Core Concepts
A novel method, Configurable Safety Tuning (CST), that augments Direct Preference Optimization (DPO) using synthetic preference data to facilitate flexible safety configuration of large language models at inference time.
Abstract
The content discusses a novel method called Configurable Safety Tuning (CST) that aims to address the limitations of current preference learning fine-tuning approaches for large language models (LLMs).
The key points are:
Current fine-tuning techniques like Direct Preference Optimization (DPO) hard-code predefined behaviors into the model, inhibiting downstream developers or users from personalizing the model based on evolving use cases or implementing safety controls based on their preferences.
CST combines DPO with self-critique to enable flexible and controlled adjustment of LLMs' safety levels at inference time, using only synthetic preference data.
CST introduces a system prompt that specifies the safety configuration, allowing LLM deployers to disable/enable safety preferences as needed by just changing the system prompt.
Experiments show that CST successfully manages different safety configurations and retains the original functionality of LLMs, unlike the DPO baseline which fails to generate uncensored answers when prompted to do so.
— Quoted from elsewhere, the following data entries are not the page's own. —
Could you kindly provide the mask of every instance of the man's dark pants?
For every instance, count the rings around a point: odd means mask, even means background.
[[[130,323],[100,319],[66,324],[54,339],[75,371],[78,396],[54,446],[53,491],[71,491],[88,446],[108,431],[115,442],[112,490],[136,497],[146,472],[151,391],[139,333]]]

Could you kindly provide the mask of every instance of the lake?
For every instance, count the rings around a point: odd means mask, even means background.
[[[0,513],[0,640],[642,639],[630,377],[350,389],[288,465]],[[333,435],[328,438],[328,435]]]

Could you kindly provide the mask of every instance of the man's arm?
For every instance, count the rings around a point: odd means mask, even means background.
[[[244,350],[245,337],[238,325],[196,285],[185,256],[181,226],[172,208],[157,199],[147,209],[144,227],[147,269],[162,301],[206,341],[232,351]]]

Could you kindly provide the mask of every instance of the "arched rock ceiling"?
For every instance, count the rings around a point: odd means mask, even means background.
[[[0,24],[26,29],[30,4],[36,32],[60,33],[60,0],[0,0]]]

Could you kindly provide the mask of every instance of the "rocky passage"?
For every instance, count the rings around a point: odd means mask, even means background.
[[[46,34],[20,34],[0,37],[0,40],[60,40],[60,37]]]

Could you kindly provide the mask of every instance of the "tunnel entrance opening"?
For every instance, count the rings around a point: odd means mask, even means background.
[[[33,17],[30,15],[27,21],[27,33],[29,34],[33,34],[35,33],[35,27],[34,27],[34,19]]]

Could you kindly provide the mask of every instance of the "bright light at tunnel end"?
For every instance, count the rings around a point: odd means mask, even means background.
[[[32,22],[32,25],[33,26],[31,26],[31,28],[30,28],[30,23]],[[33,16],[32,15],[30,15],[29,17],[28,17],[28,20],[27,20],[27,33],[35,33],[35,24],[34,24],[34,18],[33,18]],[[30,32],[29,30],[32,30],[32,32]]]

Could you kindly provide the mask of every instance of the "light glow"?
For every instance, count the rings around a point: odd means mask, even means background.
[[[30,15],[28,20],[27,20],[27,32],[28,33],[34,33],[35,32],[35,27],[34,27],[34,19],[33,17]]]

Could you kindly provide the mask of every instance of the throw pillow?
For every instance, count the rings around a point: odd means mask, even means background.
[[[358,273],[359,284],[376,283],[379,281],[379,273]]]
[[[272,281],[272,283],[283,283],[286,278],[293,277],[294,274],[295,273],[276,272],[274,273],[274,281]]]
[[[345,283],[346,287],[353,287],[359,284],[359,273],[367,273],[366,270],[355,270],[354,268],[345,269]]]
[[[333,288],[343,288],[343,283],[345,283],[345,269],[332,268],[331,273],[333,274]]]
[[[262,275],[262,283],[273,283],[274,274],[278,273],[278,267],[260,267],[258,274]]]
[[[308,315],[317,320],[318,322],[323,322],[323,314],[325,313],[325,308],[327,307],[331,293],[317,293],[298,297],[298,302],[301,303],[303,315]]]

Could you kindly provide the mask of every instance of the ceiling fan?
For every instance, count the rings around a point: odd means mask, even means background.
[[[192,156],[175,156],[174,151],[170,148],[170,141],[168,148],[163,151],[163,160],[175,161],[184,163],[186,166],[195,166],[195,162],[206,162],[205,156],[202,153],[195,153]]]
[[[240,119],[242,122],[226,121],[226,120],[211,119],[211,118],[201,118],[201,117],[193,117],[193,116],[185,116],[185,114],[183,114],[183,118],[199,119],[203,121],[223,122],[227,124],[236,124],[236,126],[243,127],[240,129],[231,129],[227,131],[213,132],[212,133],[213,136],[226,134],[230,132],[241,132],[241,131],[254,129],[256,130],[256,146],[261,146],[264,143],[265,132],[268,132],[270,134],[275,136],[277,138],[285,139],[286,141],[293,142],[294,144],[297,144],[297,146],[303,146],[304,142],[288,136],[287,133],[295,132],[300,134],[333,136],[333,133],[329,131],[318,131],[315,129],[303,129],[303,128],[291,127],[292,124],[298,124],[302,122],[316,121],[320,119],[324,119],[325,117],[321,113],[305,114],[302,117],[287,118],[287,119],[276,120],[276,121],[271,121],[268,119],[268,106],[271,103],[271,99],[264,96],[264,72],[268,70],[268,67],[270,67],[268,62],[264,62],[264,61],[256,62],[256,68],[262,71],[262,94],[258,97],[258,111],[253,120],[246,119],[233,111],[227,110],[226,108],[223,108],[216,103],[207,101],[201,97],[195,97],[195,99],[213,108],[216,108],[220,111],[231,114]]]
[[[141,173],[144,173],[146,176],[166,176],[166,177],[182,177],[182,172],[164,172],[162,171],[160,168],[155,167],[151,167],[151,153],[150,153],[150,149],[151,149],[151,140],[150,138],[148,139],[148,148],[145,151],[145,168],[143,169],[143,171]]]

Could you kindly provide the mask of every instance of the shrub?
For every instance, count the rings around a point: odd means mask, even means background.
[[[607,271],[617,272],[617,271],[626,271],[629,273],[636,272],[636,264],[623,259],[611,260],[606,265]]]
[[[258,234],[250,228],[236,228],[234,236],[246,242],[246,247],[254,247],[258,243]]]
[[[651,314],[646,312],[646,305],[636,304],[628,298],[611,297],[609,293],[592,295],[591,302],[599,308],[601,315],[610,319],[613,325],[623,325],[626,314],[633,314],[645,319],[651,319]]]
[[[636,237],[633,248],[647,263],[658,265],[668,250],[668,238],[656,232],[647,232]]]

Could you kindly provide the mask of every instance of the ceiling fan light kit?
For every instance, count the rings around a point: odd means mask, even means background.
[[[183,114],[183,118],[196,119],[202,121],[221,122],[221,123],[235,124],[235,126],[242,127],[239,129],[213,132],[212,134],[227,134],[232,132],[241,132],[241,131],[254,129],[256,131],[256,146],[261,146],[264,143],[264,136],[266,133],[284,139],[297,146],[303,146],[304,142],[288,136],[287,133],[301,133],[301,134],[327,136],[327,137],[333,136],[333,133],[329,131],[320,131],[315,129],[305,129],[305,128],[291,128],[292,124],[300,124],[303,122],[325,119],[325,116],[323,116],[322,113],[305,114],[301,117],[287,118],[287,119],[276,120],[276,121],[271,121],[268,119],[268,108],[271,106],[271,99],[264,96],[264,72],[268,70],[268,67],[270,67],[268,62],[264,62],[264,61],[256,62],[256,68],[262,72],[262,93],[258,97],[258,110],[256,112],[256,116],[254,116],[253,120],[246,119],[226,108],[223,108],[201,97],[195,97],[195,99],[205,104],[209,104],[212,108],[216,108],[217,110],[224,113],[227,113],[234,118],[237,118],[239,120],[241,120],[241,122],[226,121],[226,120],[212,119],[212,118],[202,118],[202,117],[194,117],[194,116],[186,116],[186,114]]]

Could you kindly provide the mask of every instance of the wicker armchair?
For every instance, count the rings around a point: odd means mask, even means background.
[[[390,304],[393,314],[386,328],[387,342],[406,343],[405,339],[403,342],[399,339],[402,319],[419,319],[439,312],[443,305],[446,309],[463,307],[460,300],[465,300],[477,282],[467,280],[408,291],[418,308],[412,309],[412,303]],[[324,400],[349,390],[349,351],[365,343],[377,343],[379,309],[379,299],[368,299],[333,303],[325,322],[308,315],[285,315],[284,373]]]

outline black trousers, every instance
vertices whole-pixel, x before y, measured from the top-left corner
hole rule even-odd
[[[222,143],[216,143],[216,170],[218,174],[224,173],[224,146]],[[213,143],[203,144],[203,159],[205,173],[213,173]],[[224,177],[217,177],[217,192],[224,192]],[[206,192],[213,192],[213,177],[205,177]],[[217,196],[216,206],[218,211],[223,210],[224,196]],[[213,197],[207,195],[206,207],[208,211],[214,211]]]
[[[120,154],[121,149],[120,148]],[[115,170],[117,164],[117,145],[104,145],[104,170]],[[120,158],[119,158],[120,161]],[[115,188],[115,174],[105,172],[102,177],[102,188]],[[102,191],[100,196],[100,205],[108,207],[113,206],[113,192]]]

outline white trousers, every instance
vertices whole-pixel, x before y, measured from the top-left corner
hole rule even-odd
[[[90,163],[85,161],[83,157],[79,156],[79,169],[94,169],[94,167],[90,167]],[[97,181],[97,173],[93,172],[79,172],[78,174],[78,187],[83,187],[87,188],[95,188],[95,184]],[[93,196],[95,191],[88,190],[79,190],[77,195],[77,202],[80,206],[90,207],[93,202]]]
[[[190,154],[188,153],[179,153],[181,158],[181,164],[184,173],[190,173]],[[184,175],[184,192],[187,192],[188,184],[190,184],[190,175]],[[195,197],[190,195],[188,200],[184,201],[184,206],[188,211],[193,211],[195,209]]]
CST is also compatible with introducing additional data from other tasks, with more diversity in the system prompts, without degrading performance on general capabilities tasks.
Stats
The content does not provide specific numerical data or metrics, but rather discusses the high-level approach and experimental results.
Quotes
The content does not contain any direct quotes that are particularly striking or support the key logics.